原則1:「ウォータープルーフ」表記があるものを選ぶ。「崩れにくい」と「ウォータープルーフ」は別物。「崩れにくい」はメーカーの主観表現なので信用しない。
原則2:テクスチャーが重いものは避ける。花粉症の時期は皮膚がもともとダメージを受けていて、油分が多いコスメは酸化・崩れの原因になります。軽め・薄め・少なめがキーワード。
原則3:石けんオフできるコスメも選択肢に入れる。花粉症で肌が敏感になっている時期は、強いクレンジングが負担になることも。崩れを我慢して強いコスメを使うより、軽いコスメをこまめに直すほうが肌への負担が少ない場合があります。
外出先での「90秒リカバリー術」
どんなに気をつけても崩れるときは崩れます。そのときのためにポーチに入れておくべきもの2点だけ。
あぶらとり紙(または皮脂吸着シート):崩れた部分を優しく押さえて余分な油分をオフ。こするのは絶対NG(さらに崩れます)。
コンパクトなプレスパウダー:あぶらとりの後に軽くはたく。リキッドファンデを直そうとするより、パウダーでさっと整えるほうが早くてきれいに見えます。所要時間90秒、これだけ。
マスカラが目の下に落ちたときは、綿棒1本でふき取るのが最速。コンシーラーを塗り直すより綿棒で拭うほうが崩れが広がらないし、時間も15秒で済みます。
まとめ:崩れは「仕組み」で防ぐ
- 花粉症メイク崩れの原因は「涙・鼻かみ・マスク摩擦」の三重苦
- 化粧水後30秒待ってから下地を乗せる(密着度が上がる)
- ファンデはスポンジで叩き込み、最後にフィックスミストで固定
- アイメイクは全種ウォータープルーフに切り替える
- チークは頬骨の高い位置(マスクが触れない場所)だけに入れる
- フィニッシュパウダーで蓋をして耐摩擦性を上げる
- 崩れたら「あぶらとり+パウダー」の90秒リカバリーで対処
この5分ルーティン、慣れると4分台に入ります(私の記録は3分52秒)。最初は手順を確認しながらでもいいので、まず1週間続けてみてください。崩れ方が変わると、朝のテンションもちょっと変わりますよ。

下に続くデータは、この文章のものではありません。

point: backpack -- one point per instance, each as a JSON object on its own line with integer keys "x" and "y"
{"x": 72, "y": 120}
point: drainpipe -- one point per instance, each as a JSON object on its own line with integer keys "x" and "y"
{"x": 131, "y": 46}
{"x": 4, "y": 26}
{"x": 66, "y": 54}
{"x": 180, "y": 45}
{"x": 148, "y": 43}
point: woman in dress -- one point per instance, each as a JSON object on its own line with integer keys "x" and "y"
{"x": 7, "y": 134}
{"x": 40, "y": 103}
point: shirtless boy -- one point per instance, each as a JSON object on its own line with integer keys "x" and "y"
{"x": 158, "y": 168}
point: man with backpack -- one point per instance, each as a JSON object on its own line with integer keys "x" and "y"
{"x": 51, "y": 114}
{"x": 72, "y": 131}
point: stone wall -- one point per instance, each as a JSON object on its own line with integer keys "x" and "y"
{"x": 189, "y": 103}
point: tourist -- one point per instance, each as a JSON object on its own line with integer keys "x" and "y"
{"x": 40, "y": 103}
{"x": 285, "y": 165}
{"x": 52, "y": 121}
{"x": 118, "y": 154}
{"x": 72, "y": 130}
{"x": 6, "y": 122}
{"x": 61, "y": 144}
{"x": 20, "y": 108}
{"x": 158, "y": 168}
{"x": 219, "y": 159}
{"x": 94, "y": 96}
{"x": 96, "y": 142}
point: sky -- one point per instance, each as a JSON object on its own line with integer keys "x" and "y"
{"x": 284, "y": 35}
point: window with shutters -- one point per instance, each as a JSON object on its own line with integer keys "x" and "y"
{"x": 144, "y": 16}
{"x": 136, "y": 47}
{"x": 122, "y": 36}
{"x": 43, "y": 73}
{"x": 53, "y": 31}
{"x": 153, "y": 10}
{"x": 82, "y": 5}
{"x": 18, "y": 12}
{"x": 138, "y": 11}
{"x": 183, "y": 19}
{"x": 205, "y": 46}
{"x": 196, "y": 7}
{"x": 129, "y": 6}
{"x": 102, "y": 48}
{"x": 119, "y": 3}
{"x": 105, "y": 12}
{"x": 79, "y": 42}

ちなみに同じ「仕込み優先」の考え方はスキンケアの重ね方にも応用できて、花粉症シーズンは保湿を過剰に重ねるのをやめて、軽い水分補給に徹するほうがメイク崩れを防ぎやすいです。スキンケアとメイクをワンセットのシステムとして設計すると、もっと崩れにくい「顔」が作れます。